É da geração que substituirá Jabor, Leitão, Boechat, Waack,
Azevedo, Mainardi, Bueno e outros, que cria polêmica para ter ibope, e não aquela polêmica que leva a repensar pontos estabelecidos. O pior é que, como formadora de
opinião, trata-se de um modelo de postura - fechada ao diálogo, dona da
verdade, recusadora da reflexão, desmerecedora do Outro - que
provavelmente será seguido por muitos.
Outro ponto do perfil que me
chamou a atenção é quando fala da sua orientação política: "eu
era de esquerda. Votei no Lula até ele ser eleito. Me decepcionei
com o PT (…). Com minha maturidade, passei a ter posicionamentos
mais de direita do que de esquerda". O PT parece ser o álibi
mais fácil e em voga para supostas mudança de lado. O que esse
argumento mostra, antes de tudo, é a precariedade do pensamento, que
aceita desde a identificação de um partido com uma linha política
até a escolha binária, é isso ou o contrário. Nuances?
Possibilidades fora do que é dado? Crítica ao sistema
representativo que gera esquerdas e direitas tão próximas? Nunca!
A pretensa mudança de lado, na
verdade, me parece ser o desvelamento do conservadorismo inerente aos
habitantes da "sociedade do espetáculo". Ao ferimento do
seu narcisismo, à aridez de um mundo que não é a Terra do Nunca
que os pais disseram que era, os antigos jovens bem de vida e de
esquerda se tornam adultos bem de vida e maduros.

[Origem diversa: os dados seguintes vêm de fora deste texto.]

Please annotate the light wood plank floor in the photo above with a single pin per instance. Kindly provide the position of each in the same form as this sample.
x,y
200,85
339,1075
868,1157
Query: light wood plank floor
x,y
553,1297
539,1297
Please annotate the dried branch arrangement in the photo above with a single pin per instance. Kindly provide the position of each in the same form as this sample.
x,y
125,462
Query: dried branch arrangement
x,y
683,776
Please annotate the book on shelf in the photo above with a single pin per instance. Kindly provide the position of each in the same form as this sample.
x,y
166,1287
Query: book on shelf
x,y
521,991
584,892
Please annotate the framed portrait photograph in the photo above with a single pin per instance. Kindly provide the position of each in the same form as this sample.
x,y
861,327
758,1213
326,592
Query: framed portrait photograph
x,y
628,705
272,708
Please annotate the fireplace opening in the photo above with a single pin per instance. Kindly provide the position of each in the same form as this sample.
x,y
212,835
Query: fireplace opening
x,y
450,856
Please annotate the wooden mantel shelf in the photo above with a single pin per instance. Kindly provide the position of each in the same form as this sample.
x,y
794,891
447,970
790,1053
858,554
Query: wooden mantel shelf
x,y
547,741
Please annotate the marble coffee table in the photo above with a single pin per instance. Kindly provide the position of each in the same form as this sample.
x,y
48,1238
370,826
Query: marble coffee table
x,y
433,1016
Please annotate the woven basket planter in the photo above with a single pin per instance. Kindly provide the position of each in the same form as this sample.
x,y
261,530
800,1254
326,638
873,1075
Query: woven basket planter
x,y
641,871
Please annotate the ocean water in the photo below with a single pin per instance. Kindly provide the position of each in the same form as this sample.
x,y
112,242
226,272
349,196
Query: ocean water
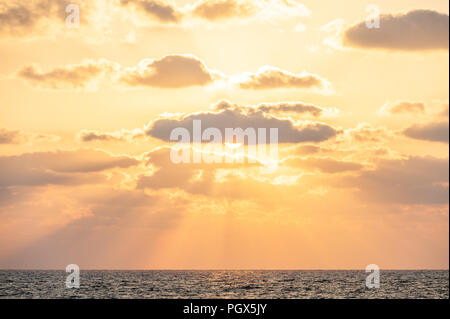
x,y
224,284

Quantos
ex-presidentes, escritores, intelectuais, professores universitários
e mais um sem número de pessoas que se crêem ilustradas, não
enchem o peito para falar de antigamente, das lutas revolucionárias,
dos conflitos com a polícia ou com a autoridade, para então
concluírem à sua platéia jovem-revolucionária de que eram
irresponsáveis e irrealistas - idealistas -, e se hoje criticam a
esquerda é porque já foram um dia e sabem o que estão falando.
Sheherazade tem quarenta anos,
creio que não preciso de mais dez anos para ver meus ex-colegas de
faculdade (afinal, estudei no antro marxista do Brasil), então
cheios de hormônios revolucionários, discursarem, na melhor das
hipóteses, um conservadorismo xoxo de esquerda: de graduandos
revolucionários a acadêmicos responsáveis. Auto-crítica, dirão
eles, como disseram a eles nossos professores. E a auto-crítica de
perceberem que sempre foram conservadores, essa nunca fazem, porque
desligitimaria seu discurso de "eu sei" e, pior, poderia
mostrar a seus pupilos que eles fazem teatrinho de contestação,
nada sério. Como dizia Debord, em 1967, na sua tese 62: "Onde
se instalou o consumo abundante, aparece entre os papéis ilusórios,
em primeiro plano, uma oposição espetacular entre a juventude e os
adultos: porque não existe nenhum adulto, dono da própria vida, e a
juventude, a mudança daquilo que existe, não é de modo algum
propriedade desses homens que agora são jovens, mas sim do sistema
econômico, o dinamismo do capitalismo. São as coisas
que reinam e que são jovens; que se excluem e se substituem
sozinhas". Rachel Sheherazade, diante do seu papel político na
sociedade, é como qualquer um de nós: insignificante pela sua
pessoa e substituível com mais facilidade do que se troca de roupa.